At the center of the scandal was Kevin Pendergast, a former Notre Dame football star who had gained fame in 1992 when he was hurriedly pressed into action during the Sugar Bowl game after the team's place kicker was injured. He kicked one field goal and an extra point at a critical time, helping the Irish to a dramatic 39-28 come-from-behind upset victory over favored Florida. Two years later, he kicked the winning field goal for Notre Dame in the Cotton Bowl in a stirring 24-21 victory over Texas A&M. He had arrived at Notre Dame on an athletic scholarship and was, in the words of a Notre Dame official, "a man of good character and strong values."
After he graduated, Pendergast's life took a different turn. Determined to become an entertainer, he formed a band. Nightlife brought him into contact with gamblers, and before long he was nearly $20,000 in debt.
To help pay his bookies, Pendergast orchestrated the Northwestern point-shaving scheme. In February 1995 he made contact with Kenneth Dion Lee, 21, a starting guard on the Northwestern men's basketball squad. A three-point specialist who was one of the team's leading scorers, Lee had his own gambling problems. At one point Northwestern had suspended him for it. He had run up big debts too.
Pendergast promised to pay Lee thousands of dollars if he could hold down the score of certain Northwestern games. Lee agreed and later recruited starting center Dewey Williams and a third player. A college friend put Pendergast in touch with an acquaintance, Brian Irving, who lived in Reno and agreed to place the bets. Over the next few weeks, Pendergast and Irving put the plan into gear. Three Northwestern games were selected: against Wisconsin on Feb. 15, Penn State on Feb. 22 and Michigan on March 1. Once the Nevada sports books set the line, Pendergast would telephone Lee with that number. Northwestern, the underdog in all three games, had to lose each by more than the spread.
While the spread varied with each game, one factor was constant--the pivotal role Nevada played in executing the scheme. After Pendergast raised money in Chicago, he wired it to Irving in Reno. For the Penn State game, Irving bet $4,400 with the sports book at the Reno Hilton. When Penn State, a 14-point favorite, won by 30 points, Irving collected the group's winnings and wired an initial $6,000 payment to Pendergast, who gave Lee $4,000 in cash as his share.
For the Michigan game, Pendergast and two friends flew to Las Vegas on March 1 and bet $20,150 with the sports book at Caesars Palace that Northwestern would lose that night by at least 251/2 points. When Pendergast phoned Lee in Ann Arbor and conveyed that number, Lee was reluctant to go ahead because "the spread was too high." But Pendergast, according to court papers, was insistent, and to sweeten the deal offered to double Lee's take to $8,000. Only then did Lee agree.
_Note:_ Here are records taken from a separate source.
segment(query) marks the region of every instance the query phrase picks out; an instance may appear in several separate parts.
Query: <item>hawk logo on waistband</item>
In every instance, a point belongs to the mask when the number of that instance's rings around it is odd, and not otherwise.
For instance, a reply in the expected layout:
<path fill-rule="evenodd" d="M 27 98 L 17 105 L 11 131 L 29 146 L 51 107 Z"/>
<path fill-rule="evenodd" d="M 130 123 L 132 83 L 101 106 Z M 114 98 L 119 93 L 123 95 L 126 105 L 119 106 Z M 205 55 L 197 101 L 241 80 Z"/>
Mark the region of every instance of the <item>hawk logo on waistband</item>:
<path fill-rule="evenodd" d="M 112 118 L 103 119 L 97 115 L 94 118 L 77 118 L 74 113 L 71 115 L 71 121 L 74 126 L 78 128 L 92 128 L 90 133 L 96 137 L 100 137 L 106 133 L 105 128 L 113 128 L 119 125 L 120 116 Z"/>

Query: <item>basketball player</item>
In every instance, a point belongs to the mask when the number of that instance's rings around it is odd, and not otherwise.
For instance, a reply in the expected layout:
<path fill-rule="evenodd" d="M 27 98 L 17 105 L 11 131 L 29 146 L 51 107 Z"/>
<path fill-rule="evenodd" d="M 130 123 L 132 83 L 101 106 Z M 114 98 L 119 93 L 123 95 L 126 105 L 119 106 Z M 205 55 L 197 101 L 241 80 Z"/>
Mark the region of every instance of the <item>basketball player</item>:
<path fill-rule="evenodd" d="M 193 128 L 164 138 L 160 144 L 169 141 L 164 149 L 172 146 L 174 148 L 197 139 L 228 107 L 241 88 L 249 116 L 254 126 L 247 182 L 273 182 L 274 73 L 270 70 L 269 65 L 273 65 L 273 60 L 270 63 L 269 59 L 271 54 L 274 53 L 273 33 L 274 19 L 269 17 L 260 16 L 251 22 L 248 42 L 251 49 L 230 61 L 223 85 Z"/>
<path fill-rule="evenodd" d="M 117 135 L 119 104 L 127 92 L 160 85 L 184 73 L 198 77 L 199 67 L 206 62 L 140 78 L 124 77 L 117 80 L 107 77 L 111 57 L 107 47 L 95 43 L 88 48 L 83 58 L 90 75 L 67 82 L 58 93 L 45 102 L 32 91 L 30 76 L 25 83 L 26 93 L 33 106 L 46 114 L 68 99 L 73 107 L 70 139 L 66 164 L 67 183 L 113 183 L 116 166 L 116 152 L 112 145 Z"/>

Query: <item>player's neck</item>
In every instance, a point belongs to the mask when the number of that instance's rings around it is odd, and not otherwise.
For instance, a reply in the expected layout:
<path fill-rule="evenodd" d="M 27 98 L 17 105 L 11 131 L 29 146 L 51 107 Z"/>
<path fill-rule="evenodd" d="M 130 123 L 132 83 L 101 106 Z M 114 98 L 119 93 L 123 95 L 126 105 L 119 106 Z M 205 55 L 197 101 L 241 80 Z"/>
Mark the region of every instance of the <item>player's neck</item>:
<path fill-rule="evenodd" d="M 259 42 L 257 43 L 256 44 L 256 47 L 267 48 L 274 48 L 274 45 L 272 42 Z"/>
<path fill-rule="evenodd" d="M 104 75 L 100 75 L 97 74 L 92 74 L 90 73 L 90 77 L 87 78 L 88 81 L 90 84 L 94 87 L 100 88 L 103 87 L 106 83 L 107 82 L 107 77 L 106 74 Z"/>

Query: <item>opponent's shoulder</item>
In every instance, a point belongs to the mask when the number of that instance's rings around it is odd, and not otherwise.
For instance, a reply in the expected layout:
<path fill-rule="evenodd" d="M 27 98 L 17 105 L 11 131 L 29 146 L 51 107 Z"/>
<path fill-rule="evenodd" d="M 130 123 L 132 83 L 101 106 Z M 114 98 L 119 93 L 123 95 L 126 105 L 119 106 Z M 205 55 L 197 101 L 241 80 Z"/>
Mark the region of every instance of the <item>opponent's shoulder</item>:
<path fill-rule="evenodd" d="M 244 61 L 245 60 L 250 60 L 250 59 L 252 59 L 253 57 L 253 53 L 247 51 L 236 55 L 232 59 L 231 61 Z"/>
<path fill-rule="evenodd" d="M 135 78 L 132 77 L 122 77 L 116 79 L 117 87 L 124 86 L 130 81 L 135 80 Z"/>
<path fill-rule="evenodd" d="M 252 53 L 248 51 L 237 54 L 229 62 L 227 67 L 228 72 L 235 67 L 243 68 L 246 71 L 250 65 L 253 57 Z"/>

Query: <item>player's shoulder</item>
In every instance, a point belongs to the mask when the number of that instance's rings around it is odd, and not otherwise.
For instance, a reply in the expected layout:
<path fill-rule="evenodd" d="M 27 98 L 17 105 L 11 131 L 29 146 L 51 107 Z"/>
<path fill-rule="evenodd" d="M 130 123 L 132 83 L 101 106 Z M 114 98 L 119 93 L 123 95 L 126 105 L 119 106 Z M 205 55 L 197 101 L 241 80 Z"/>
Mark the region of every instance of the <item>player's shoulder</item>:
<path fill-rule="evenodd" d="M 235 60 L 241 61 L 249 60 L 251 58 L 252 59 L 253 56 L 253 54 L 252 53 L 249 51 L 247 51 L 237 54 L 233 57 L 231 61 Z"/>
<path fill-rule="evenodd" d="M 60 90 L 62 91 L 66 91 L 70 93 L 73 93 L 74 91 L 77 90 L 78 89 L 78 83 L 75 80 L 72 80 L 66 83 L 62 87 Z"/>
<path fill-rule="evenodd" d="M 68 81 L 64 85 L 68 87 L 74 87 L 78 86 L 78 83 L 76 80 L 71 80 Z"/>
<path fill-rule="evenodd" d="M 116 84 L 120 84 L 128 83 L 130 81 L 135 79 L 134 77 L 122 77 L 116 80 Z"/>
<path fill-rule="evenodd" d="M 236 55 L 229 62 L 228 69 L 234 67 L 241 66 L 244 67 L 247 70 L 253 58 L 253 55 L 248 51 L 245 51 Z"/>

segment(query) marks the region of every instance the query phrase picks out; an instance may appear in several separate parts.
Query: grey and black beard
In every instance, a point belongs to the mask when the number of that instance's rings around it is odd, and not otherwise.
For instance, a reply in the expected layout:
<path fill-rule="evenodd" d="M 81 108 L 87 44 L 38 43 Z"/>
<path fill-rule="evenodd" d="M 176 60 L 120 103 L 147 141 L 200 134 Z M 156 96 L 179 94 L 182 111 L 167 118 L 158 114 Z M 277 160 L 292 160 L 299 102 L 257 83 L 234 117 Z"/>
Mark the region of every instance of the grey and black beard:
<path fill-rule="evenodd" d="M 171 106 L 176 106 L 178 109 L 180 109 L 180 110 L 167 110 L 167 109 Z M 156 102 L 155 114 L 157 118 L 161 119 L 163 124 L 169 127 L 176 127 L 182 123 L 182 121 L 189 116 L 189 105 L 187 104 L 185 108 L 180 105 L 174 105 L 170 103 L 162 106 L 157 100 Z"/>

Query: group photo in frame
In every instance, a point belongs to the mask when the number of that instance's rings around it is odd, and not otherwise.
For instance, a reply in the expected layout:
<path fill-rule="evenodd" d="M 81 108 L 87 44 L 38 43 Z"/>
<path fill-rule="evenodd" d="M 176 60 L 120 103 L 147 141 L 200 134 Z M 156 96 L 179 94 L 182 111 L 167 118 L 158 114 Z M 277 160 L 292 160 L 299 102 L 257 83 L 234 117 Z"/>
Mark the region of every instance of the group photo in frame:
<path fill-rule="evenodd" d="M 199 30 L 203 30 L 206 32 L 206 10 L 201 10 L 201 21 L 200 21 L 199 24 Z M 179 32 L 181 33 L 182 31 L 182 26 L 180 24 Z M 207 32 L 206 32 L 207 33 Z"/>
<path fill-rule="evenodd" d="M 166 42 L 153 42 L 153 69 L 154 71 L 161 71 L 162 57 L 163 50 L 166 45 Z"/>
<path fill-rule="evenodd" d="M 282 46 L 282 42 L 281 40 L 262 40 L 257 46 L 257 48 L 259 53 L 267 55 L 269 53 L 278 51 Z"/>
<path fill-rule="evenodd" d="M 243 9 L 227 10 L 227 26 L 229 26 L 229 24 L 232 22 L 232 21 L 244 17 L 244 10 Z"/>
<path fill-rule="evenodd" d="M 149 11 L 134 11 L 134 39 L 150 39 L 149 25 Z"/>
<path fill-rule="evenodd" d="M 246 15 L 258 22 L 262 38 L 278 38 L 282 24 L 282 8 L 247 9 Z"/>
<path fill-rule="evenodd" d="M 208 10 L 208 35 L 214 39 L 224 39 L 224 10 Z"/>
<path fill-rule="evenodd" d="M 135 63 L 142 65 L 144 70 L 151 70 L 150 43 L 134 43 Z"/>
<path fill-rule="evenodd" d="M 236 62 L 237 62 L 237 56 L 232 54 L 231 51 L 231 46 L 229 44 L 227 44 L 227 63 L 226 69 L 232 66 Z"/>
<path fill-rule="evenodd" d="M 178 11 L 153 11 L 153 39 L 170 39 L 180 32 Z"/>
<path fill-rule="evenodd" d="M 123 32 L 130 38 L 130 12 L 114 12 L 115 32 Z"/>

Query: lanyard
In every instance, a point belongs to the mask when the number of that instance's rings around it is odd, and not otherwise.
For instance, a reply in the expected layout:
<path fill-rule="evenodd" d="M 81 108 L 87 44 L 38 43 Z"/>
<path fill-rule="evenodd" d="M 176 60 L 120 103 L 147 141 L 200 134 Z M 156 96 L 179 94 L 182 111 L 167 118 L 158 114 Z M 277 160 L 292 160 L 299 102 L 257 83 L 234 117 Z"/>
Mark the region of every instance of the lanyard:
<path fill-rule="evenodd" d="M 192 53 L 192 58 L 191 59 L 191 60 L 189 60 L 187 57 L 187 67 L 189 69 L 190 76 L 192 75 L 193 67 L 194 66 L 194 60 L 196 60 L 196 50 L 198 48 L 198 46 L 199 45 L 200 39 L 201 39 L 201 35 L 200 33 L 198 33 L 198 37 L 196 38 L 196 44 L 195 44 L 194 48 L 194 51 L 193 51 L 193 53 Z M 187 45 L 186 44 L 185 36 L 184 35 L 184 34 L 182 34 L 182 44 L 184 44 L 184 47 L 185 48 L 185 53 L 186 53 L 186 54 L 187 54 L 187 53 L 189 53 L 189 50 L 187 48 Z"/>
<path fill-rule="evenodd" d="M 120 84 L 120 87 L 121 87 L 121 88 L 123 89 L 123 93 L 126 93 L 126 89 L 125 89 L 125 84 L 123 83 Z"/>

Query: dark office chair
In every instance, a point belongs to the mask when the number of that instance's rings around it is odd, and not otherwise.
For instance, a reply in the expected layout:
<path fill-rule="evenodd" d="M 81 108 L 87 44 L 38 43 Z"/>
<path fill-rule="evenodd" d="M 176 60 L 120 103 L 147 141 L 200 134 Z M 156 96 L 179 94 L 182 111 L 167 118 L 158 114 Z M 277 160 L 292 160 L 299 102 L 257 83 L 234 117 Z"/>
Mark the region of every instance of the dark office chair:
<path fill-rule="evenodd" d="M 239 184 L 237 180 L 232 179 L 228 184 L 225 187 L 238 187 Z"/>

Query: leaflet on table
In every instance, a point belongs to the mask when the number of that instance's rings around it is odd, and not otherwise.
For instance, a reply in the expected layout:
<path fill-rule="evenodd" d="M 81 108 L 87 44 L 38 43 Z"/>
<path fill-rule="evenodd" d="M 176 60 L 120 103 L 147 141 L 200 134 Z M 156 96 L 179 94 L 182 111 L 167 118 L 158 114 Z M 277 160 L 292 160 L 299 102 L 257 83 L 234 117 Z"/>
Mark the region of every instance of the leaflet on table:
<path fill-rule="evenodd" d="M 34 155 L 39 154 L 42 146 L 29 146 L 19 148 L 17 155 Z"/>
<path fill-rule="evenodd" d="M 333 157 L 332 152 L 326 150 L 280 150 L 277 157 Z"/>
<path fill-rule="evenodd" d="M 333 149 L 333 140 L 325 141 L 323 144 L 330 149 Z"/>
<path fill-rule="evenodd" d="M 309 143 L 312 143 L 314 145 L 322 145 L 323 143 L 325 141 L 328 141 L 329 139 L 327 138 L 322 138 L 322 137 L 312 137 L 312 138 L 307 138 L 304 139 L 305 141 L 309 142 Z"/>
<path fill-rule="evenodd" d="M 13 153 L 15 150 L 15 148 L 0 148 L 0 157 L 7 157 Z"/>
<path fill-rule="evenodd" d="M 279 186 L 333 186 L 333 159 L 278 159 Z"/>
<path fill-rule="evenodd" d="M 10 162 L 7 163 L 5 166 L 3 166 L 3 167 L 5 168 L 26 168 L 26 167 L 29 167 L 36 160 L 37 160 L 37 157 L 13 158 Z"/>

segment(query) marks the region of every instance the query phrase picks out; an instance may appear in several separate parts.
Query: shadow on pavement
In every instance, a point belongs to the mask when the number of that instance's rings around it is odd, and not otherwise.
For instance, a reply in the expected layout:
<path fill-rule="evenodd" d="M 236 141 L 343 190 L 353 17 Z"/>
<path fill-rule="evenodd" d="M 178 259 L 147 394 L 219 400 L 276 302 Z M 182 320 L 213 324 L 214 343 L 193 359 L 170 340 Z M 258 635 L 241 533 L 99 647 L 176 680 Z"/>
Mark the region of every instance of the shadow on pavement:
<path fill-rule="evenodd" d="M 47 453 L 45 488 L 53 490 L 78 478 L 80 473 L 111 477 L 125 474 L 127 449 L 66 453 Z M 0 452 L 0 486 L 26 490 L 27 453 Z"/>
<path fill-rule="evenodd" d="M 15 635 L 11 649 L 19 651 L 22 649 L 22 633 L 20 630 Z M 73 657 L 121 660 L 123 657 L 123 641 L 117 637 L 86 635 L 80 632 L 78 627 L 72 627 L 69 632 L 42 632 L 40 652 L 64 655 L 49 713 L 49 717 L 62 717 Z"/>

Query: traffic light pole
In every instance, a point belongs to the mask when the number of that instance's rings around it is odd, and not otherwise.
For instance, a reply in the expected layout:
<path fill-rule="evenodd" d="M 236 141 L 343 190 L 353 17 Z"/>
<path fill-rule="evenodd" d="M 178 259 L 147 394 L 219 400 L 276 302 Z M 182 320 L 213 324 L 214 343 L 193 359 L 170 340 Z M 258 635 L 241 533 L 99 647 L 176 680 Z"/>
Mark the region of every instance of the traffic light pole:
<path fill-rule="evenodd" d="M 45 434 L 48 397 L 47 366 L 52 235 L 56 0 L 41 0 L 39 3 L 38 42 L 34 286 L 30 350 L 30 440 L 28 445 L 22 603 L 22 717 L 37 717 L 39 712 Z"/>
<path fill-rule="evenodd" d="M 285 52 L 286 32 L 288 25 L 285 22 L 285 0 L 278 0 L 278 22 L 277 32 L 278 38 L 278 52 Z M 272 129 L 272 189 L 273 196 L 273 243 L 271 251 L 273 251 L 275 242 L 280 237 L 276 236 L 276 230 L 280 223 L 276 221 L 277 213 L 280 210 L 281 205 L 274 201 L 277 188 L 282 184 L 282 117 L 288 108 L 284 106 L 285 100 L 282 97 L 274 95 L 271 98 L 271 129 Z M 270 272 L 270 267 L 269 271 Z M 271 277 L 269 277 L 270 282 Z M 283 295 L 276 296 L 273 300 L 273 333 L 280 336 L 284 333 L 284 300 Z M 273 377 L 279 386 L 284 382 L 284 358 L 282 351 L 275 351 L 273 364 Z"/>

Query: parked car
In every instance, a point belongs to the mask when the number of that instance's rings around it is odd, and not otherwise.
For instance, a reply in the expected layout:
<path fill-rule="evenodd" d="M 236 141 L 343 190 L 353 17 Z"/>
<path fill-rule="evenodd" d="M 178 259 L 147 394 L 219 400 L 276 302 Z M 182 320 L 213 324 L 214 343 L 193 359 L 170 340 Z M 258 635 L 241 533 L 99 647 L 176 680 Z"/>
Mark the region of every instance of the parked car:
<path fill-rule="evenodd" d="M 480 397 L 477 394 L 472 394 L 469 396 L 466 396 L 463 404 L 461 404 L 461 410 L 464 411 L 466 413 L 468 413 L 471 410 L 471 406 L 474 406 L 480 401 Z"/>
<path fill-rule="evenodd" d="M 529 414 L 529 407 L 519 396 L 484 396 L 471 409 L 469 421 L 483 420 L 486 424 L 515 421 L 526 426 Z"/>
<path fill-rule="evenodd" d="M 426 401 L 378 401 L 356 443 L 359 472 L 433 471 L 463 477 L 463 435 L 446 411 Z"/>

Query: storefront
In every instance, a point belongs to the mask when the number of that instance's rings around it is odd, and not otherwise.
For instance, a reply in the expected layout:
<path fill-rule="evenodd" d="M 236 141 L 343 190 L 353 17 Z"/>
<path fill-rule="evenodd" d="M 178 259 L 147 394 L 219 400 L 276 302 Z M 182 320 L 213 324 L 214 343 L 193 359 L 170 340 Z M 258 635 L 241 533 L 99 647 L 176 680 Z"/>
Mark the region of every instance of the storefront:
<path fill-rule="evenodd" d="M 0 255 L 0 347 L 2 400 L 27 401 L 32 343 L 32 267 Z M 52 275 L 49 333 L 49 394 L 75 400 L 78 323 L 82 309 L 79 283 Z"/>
As it turned out, Lee's misgivings were well placed. Northwestern lost, but by only 17 points, and Pendergast lost all his bets.
Ultimately, Pendergast, Irving, Lee and Williams would lose even more. When the game rigging was uncovered, they were sent to prison.
Since his release, Pendergast has become an advocate for the pending legislation that would end legal betting on college sports in Nevada. He has acknowledged his guilt and cooperated with authorities, but he has also singled out Nevada as the linchpin of the scheme. He told lawmakers and others on Capitol Hill in February, "Without Nevada, without the option of betting money in Nevada, the Northwestern basketball point-shaving scandal would not have occurred."